Confusion surrounds another death linked to a triple-zero failure days after a catastrophic Optus outage, as the responsible department is grilled for keeping it quiet.
TPG Telecom chief executive Inaki Berroeta on Tuesday said his company discovered another customer was unable to call triple zero because their phone was not compatible with the 4G emergency network.
The person got through by alternate means five minutes later but is believed to have died on September 24, which TPG claims it only learned of on Monday night.

Communications department representatives were caught off-guard by the revelation, having been told by TPG on September 26 there was no death linked to the incident.
Telstra chief Vicki Brady told the same inquiry her organisation knew about the death the day it happened, while no telco or government has told a series of public hearings in the months since about the incident.
Communications department first assistant secretary Sam Grunhard said he learned of the incident on September 24 and promptly told the office of Communications Minister Anika Wells.
But two days later, TPG incorrectly told the department there was no death.
“Everyone in the department and the minister's office were very relieved to learn that, in fact, there was no fatality associated with this incident,” Mr Grunhard told the inquiry.

Senators were appalled the department had not shared details about the incident and not probed what had happened with the TPG issue.
“Laissez-faire is exactly what’s coming across,” Nationals senator Ross Cadell said.
“You're saying ‘we got this call and we thought it was another outage, but then it was just a handset issue’ … no, someone had died with the information you had."
Despite intense publicity surrounding three deaths linked to a major Optus outage on September 18, the TPG-linked death six days later was not addressed publicly until the hearing on Tuesday.

Ms Brady said Telstra had never raised the death in meetings with Ms Wells, or at a roundtable of telco chiefs in October.
Greens senator Sarah Hanson-Young said she was "flabbergasted" no one within the industry declared someone else had died.
"Not at one point in this did anyone within the industry want to fess up and say there'd been another death six days later," she said.
"It's a cover-up. You're all looking after yourselves."
The person lived in Wentworth Falls in the NSW Blue Mountains, although TPG was yet to confirm details of the incident with emergency services and could not provide further details to the inquiry.

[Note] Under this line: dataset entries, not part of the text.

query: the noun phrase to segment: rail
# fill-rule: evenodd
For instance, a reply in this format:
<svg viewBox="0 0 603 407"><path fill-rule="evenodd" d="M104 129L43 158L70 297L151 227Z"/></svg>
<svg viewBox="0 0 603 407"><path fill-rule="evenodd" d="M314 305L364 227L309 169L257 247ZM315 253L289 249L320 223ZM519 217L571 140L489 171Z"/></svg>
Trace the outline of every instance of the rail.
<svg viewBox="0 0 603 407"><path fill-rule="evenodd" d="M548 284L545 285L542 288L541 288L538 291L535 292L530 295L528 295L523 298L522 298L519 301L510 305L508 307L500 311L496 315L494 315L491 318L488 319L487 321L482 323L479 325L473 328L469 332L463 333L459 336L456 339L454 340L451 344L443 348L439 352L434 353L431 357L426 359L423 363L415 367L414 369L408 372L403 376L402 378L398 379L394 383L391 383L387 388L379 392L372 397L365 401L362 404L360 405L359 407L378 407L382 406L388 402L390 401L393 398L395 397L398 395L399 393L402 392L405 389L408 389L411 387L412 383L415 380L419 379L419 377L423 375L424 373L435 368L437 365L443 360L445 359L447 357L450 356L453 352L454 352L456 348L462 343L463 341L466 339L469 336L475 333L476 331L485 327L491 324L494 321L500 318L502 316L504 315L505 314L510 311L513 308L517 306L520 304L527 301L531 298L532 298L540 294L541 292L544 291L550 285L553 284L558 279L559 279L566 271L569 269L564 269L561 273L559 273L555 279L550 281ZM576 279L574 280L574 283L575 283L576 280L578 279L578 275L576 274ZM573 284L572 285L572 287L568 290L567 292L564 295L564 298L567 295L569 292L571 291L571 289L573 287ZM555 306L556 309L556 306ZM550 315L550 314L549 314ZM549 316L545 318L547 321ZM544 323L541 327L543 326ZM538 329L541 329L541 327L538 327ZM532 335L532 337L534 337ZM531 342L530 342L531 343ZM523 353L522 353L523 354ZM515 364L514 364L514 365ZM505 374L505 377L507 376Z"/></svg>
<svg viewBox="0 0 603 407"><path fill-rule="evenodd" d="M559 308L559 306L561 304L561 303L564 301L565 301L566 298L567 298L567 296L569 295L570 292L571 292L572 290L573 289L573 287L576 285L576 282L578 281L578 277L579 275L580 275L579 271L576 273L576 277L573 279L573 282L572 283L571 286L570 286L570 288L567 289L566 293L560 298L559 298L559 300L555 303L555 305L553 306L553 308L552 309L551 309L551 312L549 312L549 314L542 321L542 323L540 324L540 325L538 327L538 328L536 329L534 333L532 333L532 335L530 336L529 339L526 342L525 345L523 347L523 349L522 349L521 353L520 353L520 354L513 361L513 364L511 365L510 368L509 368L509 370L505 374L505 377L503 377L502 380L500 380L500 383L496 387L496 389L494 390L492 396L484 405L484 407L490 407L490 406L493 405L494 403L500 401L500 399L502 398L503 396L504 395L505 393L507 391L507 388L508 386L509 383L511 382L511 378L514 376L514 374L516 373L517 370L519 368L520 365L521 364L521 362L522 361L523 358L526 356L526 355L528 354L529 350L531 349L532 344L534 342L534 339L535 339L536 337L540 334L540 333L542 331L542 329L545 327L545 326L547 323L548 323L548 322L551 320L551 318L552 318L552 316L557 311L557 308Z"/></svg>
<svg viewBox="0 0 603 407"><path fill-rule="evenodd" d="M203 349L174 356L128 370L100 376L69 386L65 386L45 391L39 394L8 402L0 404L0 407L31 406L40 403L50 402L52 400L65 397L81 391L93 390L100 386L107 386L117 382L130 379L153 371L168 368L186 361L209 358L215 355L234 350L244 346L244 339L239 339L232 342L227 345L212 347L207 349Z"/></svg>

Ms Wells was in New York promoting a social media ban at the time of the death.
Investigations are underway into what happened and why the department and the communications watchdog weren't provided the correct details, a federal government spokesperson said.
"It is disturbing to hear about this tragic outcome," the spokesperson said.
It is the second death linked to services from TPG, which also operates the Vodafone and Lebara brands in Australia, after a customer failed to reach triple zero on November 13.
Early investigations into TPG's November incident pointed to the customer's ageing Samsung phone using software incompatible with making triple-zero calls.
TPG has said it made regulators aware of the problem at the end of 2023 before the national 3G network shutdown.
Under Australian laws, telcos are required to block devices if they are unable to call triple zero.

Samsung mobile division head Eric Chou said about 98,000 devices needed a software update to be able to access triple zero.
Samsung has identified 11 models needing replacement and another 60 requiring a software update to overcome the 3G network issue.
The Samsung-specific issue with the Vodafone network was discovered by Telstra and Optus in late-October, a year after the two telcos turned off 3G.